Worben Mit Aktivkohle lassen sich Rückstände von Pestiziden aus dem Grundwasser filtern. Das Verfahren wird aber nicht billiger als eine Umkehrosmose-Filteranlage. Für die Zukunft müssen Lösungen her.

In sechs Rohren testen Roman Wiget und Urs Lanz verschiedene Aktivkohlen. Die Versuche laufen: Roman Wiget von der Seeländischen Wasserversorgung Worben, und Vorstandspräsident Urs Lanz.

Brigitte Jeckelmann

Vor knapp einem Jahr hat das Volk über die beiden Initiativen für sauberes Trinkwasser und gegen synthetische Pestizide abgestimmt – und beide Vorlagen abgelehnt. Seither haben die Coronapandemie und der Krieg in der Ukraine das Thema in den Hintergrund treten lassen. Dennoch ist das Problem nicht vom Tisch. Die Abbauprodukte des Fungizids Chlorothalonil sind in der Schweiz nach wie vor verbreitet im Grundwasser vorhanden und damit auch im Trinkwasser. Wasserversorger müssen sich Gedanken darüber machen, wie sie die Qualität ihres Trinkwassers künftig hochhalten können.

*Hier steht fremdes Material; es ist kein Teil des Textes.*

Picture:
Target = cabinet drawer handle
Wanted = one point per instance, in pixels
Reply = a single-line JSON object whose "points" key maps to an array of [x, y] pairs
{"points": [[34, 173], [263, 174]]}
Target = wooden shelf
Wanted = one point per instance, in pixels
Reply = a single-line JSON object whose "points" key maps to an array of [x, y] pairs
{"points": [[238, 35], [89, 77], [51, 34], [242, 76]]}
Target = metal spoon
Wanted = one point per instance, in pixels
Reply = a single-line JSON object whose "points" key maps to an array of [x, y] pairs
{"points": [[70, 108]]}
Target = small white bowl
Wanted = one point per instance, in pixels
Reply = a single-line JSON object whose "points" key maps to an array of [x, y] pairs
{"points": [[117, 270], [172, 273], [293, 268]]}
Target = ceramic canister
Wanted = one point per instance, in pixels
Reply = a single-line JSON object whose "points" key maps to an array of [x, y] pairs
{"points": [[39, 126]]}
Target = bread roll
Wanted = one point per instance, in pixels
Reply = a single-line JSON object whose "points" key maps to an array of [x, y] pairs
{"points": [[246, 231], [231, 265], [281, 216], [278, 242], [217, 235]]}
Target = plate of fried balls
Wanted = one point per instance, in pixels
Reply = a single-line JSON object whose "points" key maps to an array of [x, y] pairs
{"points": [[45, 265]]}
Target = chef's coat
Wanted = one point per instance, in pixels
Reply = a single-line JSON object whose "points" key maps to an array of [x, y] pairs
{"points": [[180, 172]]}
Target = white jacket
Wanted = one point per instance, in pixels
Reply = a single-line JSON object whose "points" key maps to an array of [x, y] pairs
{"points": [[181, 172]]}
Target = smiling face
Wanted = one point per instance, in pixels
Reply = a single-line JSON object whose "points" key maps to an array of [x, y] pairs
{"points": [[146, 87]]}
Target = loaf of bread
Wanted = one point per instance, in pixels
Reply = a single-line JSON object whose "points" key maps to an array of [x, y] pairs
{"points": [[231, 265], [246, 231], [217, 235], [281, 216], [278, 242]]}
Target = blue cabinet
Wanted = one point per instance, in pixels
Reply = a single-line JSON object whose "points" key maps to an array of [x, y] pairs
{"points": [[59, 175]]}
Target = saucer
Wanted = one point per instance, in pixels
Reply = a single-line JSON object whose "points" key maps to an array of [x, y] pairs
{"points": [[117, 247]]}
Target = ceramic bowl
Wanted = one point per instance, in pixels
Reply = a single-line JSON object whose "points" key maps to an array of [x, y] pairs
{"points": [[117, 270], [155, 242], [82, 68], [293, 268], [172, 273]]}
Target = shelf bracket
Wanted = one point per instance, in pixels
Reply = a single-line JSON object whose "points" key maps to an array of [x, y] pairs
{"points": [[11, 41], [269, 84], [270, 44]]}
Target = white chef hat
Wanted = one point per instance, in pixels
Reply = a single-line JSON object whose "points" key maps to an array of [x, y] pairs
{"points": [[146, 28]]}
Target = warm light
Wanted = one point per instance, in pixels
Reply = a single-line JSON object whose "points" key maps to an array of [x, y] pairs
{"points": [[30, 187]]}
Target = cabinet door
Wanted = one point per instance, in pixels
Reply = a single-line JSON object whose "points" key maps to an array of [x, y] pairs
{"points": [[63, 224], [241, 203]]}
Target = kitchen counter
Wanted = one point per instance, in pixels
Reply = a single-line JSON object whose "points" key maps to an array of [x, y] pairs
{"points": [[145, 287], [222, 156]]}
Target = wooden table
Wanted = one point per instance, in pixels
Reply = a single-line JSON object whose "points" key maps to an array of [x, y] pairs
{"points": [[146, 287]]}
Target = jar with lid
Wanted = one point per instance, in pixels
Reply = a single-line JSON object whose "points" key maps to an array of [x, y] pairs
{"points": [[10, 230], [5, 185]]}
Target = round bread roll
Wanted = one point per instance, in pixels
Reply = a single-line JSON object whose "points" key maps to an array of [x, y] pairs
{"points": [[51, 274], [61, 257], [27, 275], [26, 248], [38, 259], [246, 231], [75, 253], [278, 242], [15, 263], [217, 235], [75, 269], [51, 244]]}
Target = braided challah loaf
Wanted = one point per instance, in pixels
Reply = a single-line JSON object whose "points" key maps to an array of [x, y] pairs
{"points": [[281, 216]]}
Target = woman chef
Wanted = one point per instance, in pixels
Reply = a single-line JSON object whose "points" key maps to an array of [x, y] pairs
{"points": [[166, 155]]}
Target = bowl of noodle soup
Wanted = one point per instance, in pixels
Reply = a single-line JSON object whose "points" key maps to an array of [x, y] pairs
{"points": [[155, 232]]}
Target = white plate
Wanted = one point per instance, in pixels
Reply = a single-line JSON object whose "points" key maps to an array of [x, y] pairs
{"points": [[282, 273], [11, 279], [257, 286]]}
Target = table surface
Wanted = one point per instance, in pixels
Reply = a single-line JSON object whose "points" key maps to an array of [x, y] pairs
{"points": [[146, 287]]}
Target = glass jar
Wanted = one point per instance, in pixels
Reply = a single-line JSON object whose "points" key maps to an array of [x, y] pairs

Bei der Seeländischen Wasserversorgung Worben hätte eine Umkehrosmose-Filteranlage zum Einsatz kommen sollen, um die Rückstände von Chlorothalonil aus dem Grundwasser zu entfernen. Doch im August letzten Jahres schwenkten Geschäftsführer Roman Wiget und der Vorstand um. Erst sollten Verfahren mit neuen Aktivkohlen getestet werden.

Der Grund: Im Gegensatz zur Umkehrosmose ist Aktivkohle weniger schädlich für die Natur. Bei ersterer wären die herausgefilterten Schadstoffe wieder in Gewässer geleitet worden. Die Filterrückstände der Aktivkohle dagegen lassen sich verbrennen. Nach etwas mehr als einem halben Jahr ziehen Vorstandspräsident Urs Lanz und Roman Wiget eine erste positive Bilanz.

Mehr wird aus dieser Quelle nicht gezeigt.